Question

The mean preparation fee H&R Block charged retail customers in 2012 was $183 (The Wall Street Journal, March 7, 2012). Use this price as the population mean and assume the population standard deviation of preparation fees is $50. Use z-table here (link below). Round to four decimal places.

a. What is the probability that the mean price for a sample of 30 H&R Block retail customers is within $8 of the population mean?
b. What is the probability that the mean price for a sample of 50 H&R Block retail customers is within $8 of the population mean?
c. What is the probability that the mean price for a sample of 100 H&R Block retail customers is within $8 of the population mean?
d. Which, if any, of the sample sizes in parts (a), (b), and (c) would you recommend to have at least a 0.95 probability that the sample mean is within $8 of the population mean?

Answer 1

a)0.6192

b)0.7422

c)0.8904

d)at least 151 sample is needed for 95% probability that sample mean falls within 8$ of the population mean.

Explanation:

Let z(p) be the z-statistic of the probability that the mean price for a sample is within the margin of error.

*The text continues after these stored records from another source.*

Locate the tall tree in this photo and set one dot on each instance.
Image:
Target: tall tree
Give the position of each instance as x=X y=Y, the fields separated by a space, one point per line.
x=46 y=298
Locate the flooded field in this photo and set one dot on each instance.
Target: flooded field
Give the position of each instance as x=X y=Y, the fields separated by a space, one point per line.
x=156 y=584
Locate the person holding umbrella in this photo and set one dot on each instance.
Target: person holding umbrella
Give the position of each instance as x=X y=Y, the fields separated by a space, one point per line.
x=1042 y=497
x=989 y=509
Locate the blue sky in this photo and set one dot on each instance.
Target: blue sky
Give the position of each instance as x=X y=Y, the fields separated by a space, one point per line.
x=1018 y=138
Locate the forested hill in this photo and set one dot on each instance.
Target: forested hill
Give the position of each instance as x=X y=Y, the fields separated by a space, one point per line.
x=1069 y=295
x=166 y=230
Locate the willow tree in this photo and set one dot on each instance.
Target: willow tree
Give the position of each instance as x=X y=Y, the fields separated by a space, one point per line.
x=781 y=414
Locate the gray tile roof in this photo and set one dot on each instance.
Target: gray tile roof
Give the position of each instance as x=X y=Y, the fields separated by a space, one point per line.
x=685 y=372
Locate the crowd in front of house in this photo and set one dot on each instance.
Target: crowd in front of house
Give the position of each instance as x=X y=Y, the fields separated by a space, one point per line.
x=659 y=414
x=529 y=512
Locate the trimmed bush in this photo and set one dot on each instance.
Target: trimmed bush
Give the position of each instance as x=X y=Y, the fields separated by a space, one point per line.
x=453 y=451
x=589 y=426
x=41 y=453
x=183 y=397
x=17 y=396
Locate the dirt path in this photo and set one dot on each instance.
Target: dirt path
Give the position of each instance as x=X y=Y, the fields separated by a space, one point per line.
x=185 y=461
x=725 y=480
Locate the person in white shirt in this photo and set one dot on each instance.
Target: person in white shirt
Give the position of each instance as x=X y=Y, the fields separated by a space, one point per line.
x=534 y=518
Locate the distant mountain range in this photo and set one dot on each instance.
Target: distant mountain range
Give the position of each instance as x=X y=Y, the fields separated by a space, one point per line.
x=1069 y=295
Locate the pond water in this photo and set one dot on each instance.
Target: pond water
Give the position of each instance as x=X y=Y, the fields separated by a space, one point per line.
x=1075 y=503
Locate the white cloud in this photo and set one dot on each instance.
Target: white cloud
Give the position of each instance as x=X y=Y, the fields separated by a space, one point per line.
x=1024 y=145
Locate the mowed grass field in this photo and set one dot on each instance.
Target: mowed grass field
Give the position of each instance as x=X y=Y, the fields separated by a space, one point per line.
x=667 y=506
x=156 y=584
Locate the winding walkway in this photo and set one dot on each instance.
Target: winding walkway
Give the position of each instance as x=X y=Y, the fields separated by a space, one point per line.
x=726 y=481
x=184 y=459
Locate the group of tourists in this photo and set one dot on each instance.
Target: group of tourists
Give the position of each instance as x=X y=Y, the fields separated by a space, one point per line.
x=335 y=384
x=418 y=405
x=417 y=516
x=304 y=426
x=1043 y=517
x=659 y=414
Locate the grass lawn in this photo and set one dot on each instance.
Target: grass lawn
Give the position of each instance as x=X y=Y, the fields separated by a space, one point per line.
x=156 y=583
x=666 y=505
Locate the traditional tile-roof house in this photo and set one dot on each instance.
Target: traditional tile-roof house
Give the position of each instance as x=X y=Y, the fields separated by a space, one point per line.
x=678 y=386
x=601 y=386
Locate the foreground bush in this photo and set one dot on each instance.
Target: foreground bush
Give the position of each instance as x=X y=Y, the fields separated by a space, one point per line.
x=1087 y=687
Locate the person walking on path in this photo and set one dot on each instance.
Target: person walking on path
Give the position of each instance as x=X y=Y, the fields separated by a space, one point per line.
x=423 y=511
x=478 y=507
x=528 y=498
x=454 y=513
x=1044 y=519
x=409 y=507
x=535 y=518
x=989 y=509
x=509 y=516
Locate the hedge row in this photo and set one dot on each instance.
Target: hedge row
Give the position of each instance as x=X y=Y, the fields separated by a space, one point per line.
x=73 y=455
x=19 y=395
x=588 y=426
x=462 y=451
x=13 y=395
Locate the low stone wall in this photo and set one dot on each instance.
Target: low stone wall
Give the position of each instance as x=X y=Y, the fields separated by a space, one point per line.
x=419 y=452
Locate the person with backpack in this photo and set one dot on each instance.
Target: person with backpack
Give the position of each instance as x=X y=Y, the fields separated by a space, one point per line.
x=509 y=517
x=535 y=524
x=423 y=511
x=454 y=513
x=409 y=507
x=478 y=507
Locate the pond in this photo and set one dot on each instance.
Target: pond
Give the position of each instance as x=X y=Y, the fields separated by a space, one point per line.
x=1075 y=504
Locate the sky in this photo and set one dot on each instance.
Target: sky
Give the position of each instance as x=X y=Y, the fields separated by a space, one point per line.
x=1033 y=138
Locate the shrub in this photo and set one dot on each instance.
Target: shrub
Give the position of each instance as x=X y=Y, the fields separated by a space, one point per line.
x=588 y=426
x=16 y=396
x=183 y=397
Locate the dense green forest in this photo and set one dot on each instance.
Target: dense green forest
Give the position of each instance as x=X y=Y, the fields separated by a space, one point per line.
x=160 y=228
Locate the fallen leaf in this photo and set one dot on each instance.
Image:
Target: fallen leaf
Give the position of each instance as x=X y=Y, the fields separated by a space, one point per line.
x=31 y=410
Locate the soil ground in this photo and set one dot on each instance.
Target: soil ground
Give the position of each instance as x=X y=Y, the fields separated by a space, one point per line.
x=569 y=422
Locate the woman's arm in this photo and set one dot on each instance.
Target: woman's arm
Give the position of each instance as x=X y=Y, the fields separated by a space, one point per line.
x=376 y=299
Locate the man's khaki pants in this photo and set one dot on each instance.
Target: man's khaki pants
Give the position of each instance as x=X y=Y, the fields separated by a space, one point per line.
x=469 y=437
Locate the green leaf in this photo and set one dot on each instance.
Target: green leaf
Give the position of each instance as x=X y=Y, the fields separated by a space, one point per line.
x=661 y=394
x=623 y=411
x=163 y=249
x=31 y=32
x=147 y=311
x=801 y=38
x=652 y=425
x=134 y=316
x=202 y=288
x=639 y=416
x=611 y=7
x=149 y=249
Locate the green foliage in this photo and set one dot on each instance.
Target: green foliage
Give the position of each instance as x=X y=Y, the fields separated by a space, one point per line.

Then

z(p)=
`(ME*√(N))/(s )` where

• Me is the margin of error from the mean

• s is the standard deviation of the population

• N is the sample size

a.

z(p)=
`(8*√(30))/(50 )` ≈ 0.8764

by looking z-table corresponding p value is 1-0.3808=0.6192

b.

z(p)=
`(8*√(50))/(50 )` ≈ 1.1314

by looking z-table corresponding p value is 1-0.2578=0.7422

c.

z(p)=
`(8*√(100))/(50 )` ≈ 1.6

by looking z-table corresponding p value is 1-0.1096=0.8904

d.

Minimum required sample size for 0.95 probability is

N≥
`((z*s)/(ME) )^2` where

• N is the sample size

• z is the corresponding z-score in 95% probability (1.96)

• s is the standard deviation (50)

• ME is the margin of error (8)

then N≥
`((1.96*50)/(8) )^2` ≈150.6

Thus at least 151 sample is needed for 95% probability that sample mean falls within 8$ of the population mean.